L'Hôpital's Rule and Infinite Limits

Question

I was wondering if anyone could help me with computing a limit using L'Hôpital's Rule.

Using L'Hôpital Rule for the following limit, I get the following result:

\begin{equation} \lim_{x \to 0} \frac{e^x-1-x^2}{x^4+x^3+x^2} \therefore \lim_{x \to 0} \frac{e^x-1-x^2}{x^4+x^3+x^2} \stackrel{L'H}{=} \lim_{x \to 0} \frac{e^x-2x}{4x^3+3x^2+2x} \end{equation}

(1/0) which means that the limit is either $+\infty$, $-\infty$ or it does not exist.

If I want to find out the answer, I should take the side limits - but here lies my question: the side mimits of what? The original function or the function after L'Hôpital rule? Or any of the two?

Should I do this

\begin{equation} \lim_{x \to 0^-} \frac{e^x-2x}{4x^3+3x^2+2x} = -\infty \end{equation} \begin{equation} \lim_{x \to 0^+} \frac{e^x-2x}{4x^3+3x^2+2x} = +\infty \end{equation}

Or this?

\begin{equation} \lim_{x \to 0^-} \frac{e^x-1-x^2}{x^4+x^3+x^2} = -\infty \end{equation} \begin{equation} \lim_{x \to 0^+} \frac{e^x-1-x^2}{x^4+x^3+x^2} = +\infty \end{equation}

Coincidentally (or not) both limits (from the right of both equations and from the left of both equations) give the same answer. Therefore, the limit does not exist.

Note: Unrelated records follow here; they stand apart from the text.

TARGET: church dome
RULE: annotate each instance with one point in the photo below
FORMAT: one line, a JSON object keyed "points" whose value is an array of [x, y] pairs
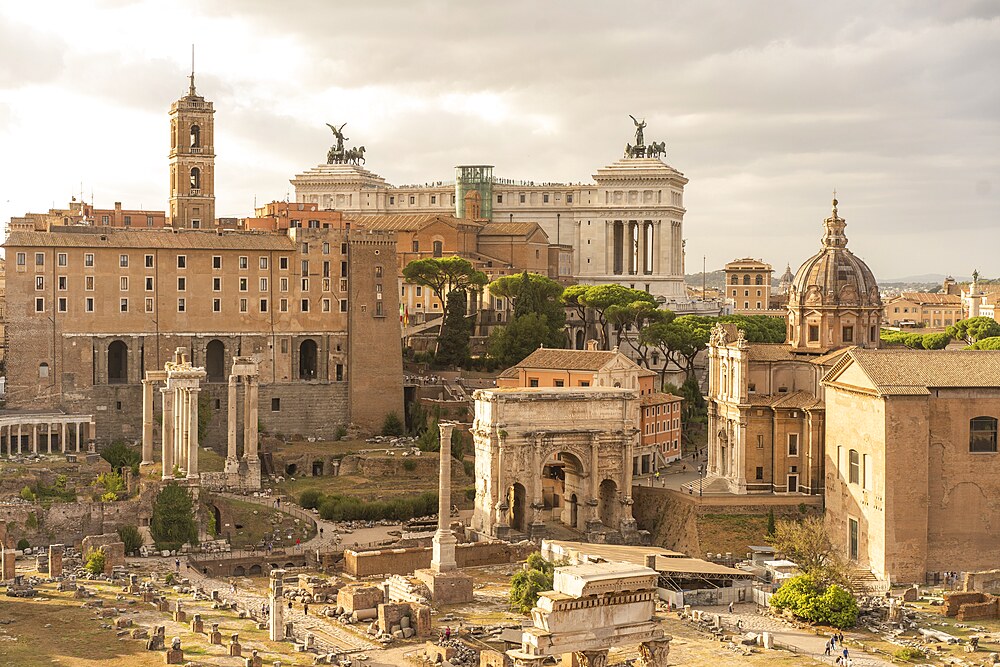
{"points": [[833, 300]]}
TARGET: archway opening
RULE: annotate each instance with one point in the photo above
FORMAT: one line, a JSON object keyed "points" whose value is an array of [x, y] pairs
{"points": [[307, 360], [117, 363], [215, 361], [607, 508]]}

For the other function below, the same thing happens:

\begin{equation} \lim_{x \to 0} \frac{sin(x)}{x^4+x^3} \end{equation}

So what I dind't find out is which function I should use, or if it really doens't matter.

Thank you

Answer 1

If you have the possibility you can always make a plot (for example with wolfram alpha) to check if your calculations are correct. I come to the same result for the first limit however for the second one I get $\lim_{x\to 0}\frac{\sin(x)}{x^4+x^3}=\lim_{x\to 0}\frac{\cos(x)}{4x^3+x^2}$, which tends to $+\inf$ for both limits (notice that $x^2$ dominates $x^3$ in this case)

Answer 2

The right way to proceed is the following from what you have found

$$\lim_{x \to 0^+} \frac{e^x-2x}{4x^3+3x^2+2x} = \infty \implies \lim_{x \to 0^+} \frac{e^x-1-x^2}{x^4+x^3+x^2} = \infty$$

$$\lim_{x \to 0^-} \frac{e^x-2x}{4x^3+3x^2+2x} = -\infty \implies \lim_{x \to 0^-} \frac{e^x-1-x^2}{x^4+x^3+x^2} = -\infty$$

where the LHS are evaluated by l'Hospital's rule and the RHS are derived form this result.

Therefore in this case we conclude that limit doesn't exist.

For the other one we can also proceed as follows

$$\frac{\sin(x)}{x^4+x^3}=\frac{\sin(x)}{x}\frac{x}{x^4+x^3}=\frac{\sin(x)}{x}\frac{1}{x^3+x^2} \to 1 \cdot \infty=\infty$$

Answer 3

L'Hôpital's Rule is applicable when say f and g are are differentiable functions on open intervals K except at maybe a point 'c'.

Mathematically put, IF $\lim_{x\to c} f(x) = \lim_{x\to c} g(x) = 0 $ or $\pm\infty$, and $ g'(x) \neq 0$ for all x in K except $x\neq c$

THEN $\lim_{x \to c} \frac{f(x)}{g(x)}=\lim_{x \to c} \frac{f'(x)}{g'(x)}$.

In your equation, thus L'Hôpital's Rule can be applied repeatedly to get the answer 1/24.